An important consideration when doing this is that in Sitecore the links will still show as /en-us, for example in the analytics.

Inbound rule: to make sure /english and anything after it gets send to /en-us on the same path, e.g. /english/products will go to /en-us/products:

<rewrite>
	<rules>
		<rule name="Englist to en-us">
			<match url="^english/(.*)" />
			<action type="Rewrite" url="en-us/{R:1}" />
		</rule>
	</rules>
</rewrite>

Outbound rule: to make sure any link in an anchor text gets “en-us” replaced with “english”. Depending on your setup more rules might be required to update the links in other places:

<rewrite>            
	<outboundRules>
		<rule name="Update en-us to english in anchor">
			<match filterByTags="A" pattern="^/en-us/(.*)" />
			<action type="Rewrite" value="/english/{R:1}" />
		</rule>
	</outboundRules>
</rewrite>

Option 4: Redirect through IIS Rewrite module

Some redirects rarely change and therefore are not managed by content authors, for example a redirect from http to https, to lowercase URLs or to enforce a trailing slash.
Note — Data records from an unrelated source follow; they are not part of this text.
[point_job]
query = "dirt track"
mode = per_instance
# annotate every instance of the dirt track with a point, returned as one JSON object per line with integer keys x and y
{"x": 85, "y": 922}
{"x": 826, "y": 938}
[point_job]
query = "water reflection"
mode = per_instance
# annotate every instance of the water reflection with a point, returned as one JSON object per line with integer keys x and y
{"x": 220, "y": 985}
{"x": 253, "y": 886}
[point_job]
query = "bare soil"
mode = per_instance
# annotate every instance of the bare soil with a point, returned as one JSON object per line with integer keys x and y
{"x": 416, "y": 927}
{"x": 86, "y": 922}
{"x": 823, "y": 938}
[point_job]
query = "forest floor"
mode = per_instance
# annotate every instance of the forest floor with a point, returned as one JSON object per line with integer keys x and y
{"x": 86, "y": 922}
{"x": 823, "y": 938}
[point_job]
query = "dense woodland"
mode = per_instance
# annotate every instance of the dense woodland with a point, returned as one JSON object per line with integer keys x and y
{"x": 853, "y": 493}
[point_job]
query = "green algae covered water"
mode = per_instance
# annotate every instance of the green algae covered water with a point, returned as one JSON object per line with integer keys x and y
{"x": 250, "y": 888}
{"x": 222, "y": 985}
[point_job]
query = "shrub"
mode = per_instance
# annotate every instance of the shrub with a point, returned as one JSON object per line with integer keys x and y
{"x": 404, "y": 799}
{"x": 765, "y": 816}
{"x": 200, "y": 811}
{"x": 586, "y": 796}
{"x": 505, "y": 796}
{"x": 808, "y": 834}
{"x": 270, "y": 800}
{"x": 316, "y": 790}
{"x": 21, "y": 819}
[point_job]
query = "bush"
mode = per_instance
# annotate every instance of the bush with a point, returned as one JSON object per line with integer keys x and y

In such cases it makes sense to have the redirects in IIS as it is acceptable to update these only with a deployment. Another advantage of doing this through IIS is that the request never hits Sitecore, it gets redirected straight from IIS which is more efficient. Below is a sample IIS redirect which redirect from http to https:

<rule name="Redirect to HTTPS" patternSyntax="Wildcard" stopProcessing="true">
	<match url="*" ignoreCase="true" negate="false" />
	<conditions logicalGrouping="MatchAny" trackAllCaptures="false">
	  <add input="{HTTPS}" ignoreCase="true" matchType="Pattern" negate="false" pattern="OFF" />
	</conditions>
	<action type="Redirect" url="https://{HTTP_HOST}{REQUEST_URI}" appendQueryString="false" redirectType="Permanent" />
</rule>

Option 5: Custom Sitecore processors

Sometimes there is a need to do something similar to a rewrite (option 3), but it cannot be done with the rewrite module because it requires information from the Sitecore context. In this case perhaps the OOTB item resolution logic does not resolve the desired item or a different context language or site needs to be set. Before getting into more detail here are some common use cases:

  • Sitecore’s language or site resolution logic does not meet the requirements. For example the language does not need to come from the URL but from the Sitecore IP Geolocation service.
  • A Single Page Application (SPA) is used which uses push-state. In this case it is common to want to deep link into these push state route. For example the SPA could live in mycompany.com/myspa, with myspa being the Sitecore item. There could be a route like /myspa/filter/category1. Sitecore would try to resolve an item under that path but it is not there so it would return a 404. In this case the Sitecore ItemResolver can be customized to still resolve the correct item. An more detailed approach for this can be found here

In these cases the correct Sitecore processor needs to be updated. Below are the 3 most common processors which need to be updated. They are all part of the HttpRequestBegin pipeline:

  • Sitecore.Pipelines.HttpRequest.SiteResolver: as the name suggests this processor resolves the site from the context. This processor serves as a good starting point to adjust the resolution of the context site.
  • Sitecore.Pipelines.HttpRequest.LanguageResolver: the language resolver determines the correct language based on the context. The default Sitecore language resolution can put some constraints on the URL structure as the language needs to match a culture. Often business wants user friendly language in the URL like English, Spanish, French etc. In these cases customizing the language resolver can be a good option.
  • Sitecore.Pipelines.HttpRequest.ItemResolver: this resolves the context item in Sitecore and might be the most customized processor in Sitecore to solve a variety of different issues. There are even some popular modules that customize this like the wildcard module

Updating Sitecore processors can be tricky as they can also run outside the scope of your solution, for example when a user logs into Sitecore CMS (/sitecore/login). If possible it is a good idea to keep the existing logic as is, but run additional code in case the existing resolution fails because the custom solution requirements are different.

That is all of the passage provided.